The Portland Mercury Post

by Dirk VanderHart  

May 16, 2017 (click here for link) 

It appears Portland voters have passed the largest bond measure in state history—a $790 million property tax bond designed to eliminate lead and copper exposure in Portland Public Schools and complete major renovations and replacements.

The first tally of the night, just after polls closed at 8 pm, showed the bond measure leading with roughly 61 percent of the vote. The Oregonian called the race immediately afterward.

 

The passage of the bond, Measure 26-193, suggests the school board wasn’t off base last year when it decided to delay a bond ask from the massive November election—which featured other high-profile revenue measures—to the smaller May election.

With the new money, PPS promises much-needed fixes to a school system that has seen few positive headlines recently. The causes of a lead scandal that unfolded in 2016 would be wiped clean, the bond campaign says, with both hazardous water fixtures and lead-based paint removed (or covered, in the case of some paint). Roughly $324 million of the money voters approved will remove “lead, copper, asbestos and radon from all 90 PPS schools” according to the campaign.

The money will also pay for extensive renovations of Benson and Madison high schools, along with wholesale replacements of Lincoln High School and Kellogg Middle School.

 

Also well in the lead at first blush, changes to the Portland City Charter that will grant new independence to the City Auditor's Office. Initial results show Measure 26-193 leading with more than 84 percent of the vote.

With the changes in place, the Auditor’s Office will have more power to set its own hiring practices and contract with outside attorneys.
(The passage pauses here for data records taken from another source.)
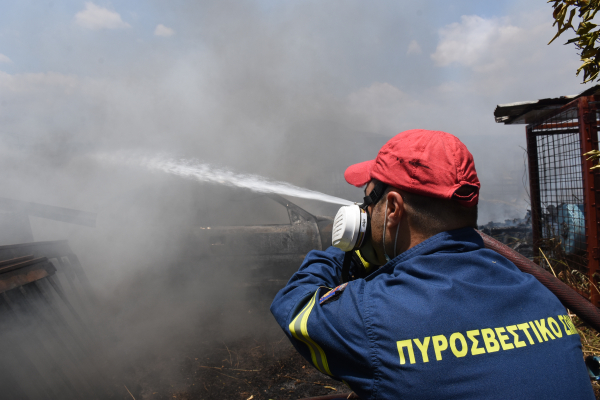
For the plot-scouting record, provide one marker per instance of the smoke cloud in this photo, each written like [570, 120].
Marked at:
[290, 91]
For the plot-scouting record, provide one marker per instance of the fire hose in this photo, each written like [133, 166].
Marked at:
[572, 300]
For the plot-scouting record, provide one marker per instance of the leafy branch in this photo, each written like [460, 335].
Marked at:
[586, 34]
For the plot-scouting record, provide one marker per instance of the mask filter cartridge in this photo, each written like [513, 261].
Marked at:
[349, 227]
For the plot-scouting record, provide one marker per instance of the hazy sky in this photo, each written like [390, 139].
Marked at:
[234, 82]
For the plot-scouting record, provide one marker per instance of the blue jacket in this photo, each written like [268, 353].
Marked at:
[447, 319]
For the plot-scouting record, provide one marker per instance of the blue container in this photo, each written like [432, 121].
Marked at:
[571, 227]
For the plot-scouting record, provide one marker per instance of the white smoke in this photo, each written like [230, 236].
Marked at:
[203, 172]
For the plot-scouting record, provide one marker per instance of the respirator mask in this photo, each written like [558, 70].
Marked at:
[352, 227]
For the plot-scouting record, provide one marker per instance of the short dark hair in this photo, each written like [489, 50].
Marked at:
[431, 215]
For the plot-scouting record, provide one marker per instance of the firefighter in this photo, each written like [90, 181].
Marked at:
[434, 314]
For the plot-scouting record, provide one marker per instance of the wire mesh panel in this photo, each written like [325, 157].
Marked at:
[562, 194]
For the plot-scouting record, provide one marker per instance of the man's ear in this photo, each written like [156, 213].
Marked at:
[396, 207]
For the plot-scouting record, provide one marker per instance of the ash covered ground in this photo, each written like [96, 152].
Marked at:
[261, 364]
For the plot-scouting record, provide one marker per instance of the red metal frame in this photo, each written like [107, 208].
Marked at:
[588, 134]
[587, 116]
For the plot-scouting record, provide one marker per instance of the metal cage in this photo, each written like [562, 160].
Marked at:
[564, 199]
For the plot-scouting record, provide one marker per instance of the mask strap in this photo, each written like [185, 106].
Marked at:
[387, 258]
[396, 239]
[375, 195]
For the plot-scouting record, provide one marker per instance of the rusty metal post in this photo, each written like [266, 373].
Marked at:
[588, 133]
[534, 191]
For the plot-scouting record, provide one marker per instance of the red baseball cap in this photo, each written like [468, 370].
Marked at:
[428, 163]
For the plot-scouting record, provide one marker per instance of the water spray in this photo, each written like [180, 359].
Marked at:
[203, 172]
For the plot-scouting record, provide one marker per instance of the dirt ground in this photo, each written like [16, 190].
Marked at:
[259, 365]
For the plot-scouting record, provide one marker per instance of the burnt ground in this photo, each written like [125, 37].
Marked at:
[221, 364]
[248, 368]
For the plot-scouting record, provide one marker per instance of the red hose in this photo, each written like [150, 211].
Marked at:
[572, 300]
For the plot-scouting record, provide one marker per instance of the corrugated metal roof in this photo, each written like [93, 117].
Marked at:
[525, 112]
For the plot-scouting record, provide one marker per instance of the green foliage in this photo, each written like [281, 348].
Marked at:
[586, 34]
[593, 155]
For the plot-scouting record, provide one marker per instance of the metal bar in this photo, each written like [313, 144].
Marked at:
[554, 132]
[589, 141]
[534, 190]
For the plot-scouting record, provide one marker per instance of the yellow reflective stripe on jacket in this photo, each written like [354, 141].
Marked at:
[298, 328]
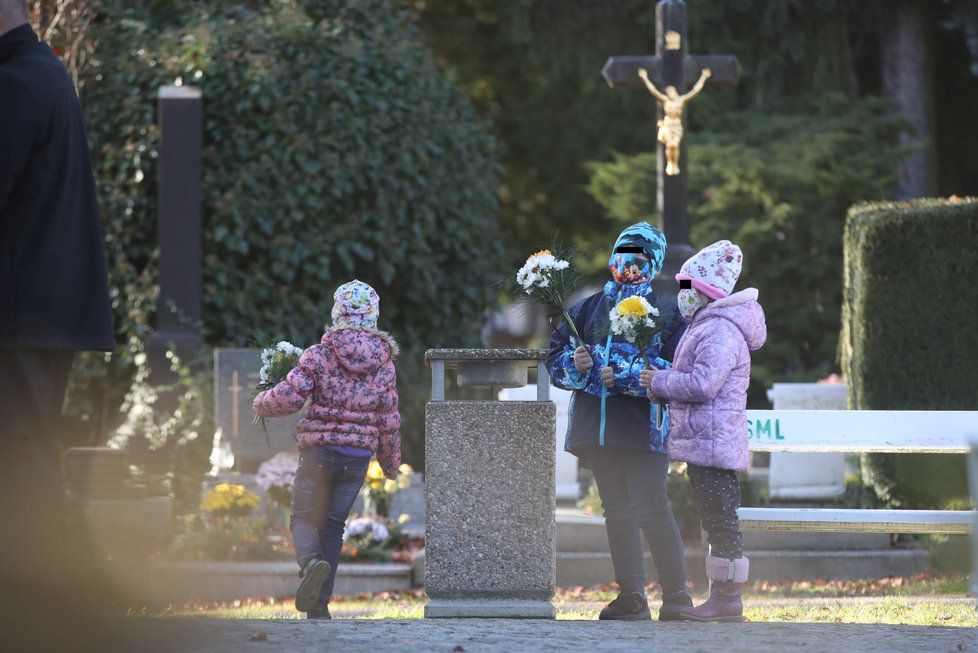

It will also have a degree of budget independence it’s never had before.

Auditor Mary Hull Caballero lobbied hard for those changes, saying that her employees are put into potential conflicts of interest because they frequently need the help of offices they’re also charged with critiquing.

 

“It’s a constant cloud over every transaction we’re involved in,” she told the Mercury in April.

Another citywide measure, to change the charter to solidify the city's ability to tax short-term rental platforms like Airbnb, led by less in initial results, leading with nearly 59 percent of the vote.